Passi ne relâche jamais la pression. Après une année 2003 qui a vu triompher sa compilation Dis l’heure de Zouk (deux singles successifs n°1 des ventes), il attaque 2004 avec un DVD qui retrace sa carrière, 30 ans chrono et un troisième album solo à paraître, versatile et percutant, sur lequel on croise Jacob Devasrieux, un ancien des Platters et bien sûr, la clique d’artistes affiliés à son label, Issap Production.

Interview d'un boss

Passi ne relâche jamais la pression. Après une année 2003 qui a vu triompher sa compilation Dis l’heure de Zouk (deux singles successifs n°1 des ventes), il attaque 2004 avec un DVD qui retrace sa carrière, 30 ans chrono et un troisième album solo à paraître, versatile et percutant, sur lequel on croise Jacob Devasrieux, un ancien des Platters et bien sûr, la clique d’artistes affiliés à son label, Issap Production.
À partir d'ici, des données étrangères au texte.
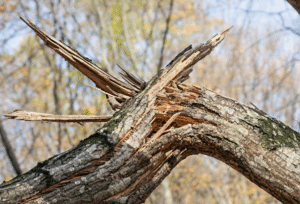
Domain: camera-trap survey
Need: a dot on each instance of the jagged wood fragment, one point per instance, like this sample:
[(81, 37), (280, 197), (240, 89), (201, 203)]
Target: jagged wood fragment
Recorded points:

Il semble exister un concept général, un lien entre tes trois albums, une sorte de continuum…
Plus tu évolues, plus tu te rapproches de tes origines. Quand tu es jeune, par exemple, les dîners avec les parents, tu t’en moques un peu, mais ensuite, quand tu deviens parent toi-même, tu veux ces Noëls-là, où tout le monde est réuni, où le courant passe, de génération en génération, par rapport aux racines et aux origines. Quand j’ai compris cela, je me suis dit que plus j’allais évoluer, plus j’allais reculer dans le temps, parce que c’est comme cela que tu sais d’où vient la vie et que tu la comprends. Donc il y a eu Les Tentations, les tentations du bien, du mal… Chacun prend sa décision. Avant ça, il y a eu la création de la planète, donc La Genèse, les continents se sont créés. Et encore avant, il y a eu le Big Bang, l’explosion du système solaire… Je cherchais un titre autour de cela. Odyssée résumait bien tout ce concept. J’ai terminé ma trilogie, je suis allé au bout du concept que je m’étais fixé pour ces trois premiers albums.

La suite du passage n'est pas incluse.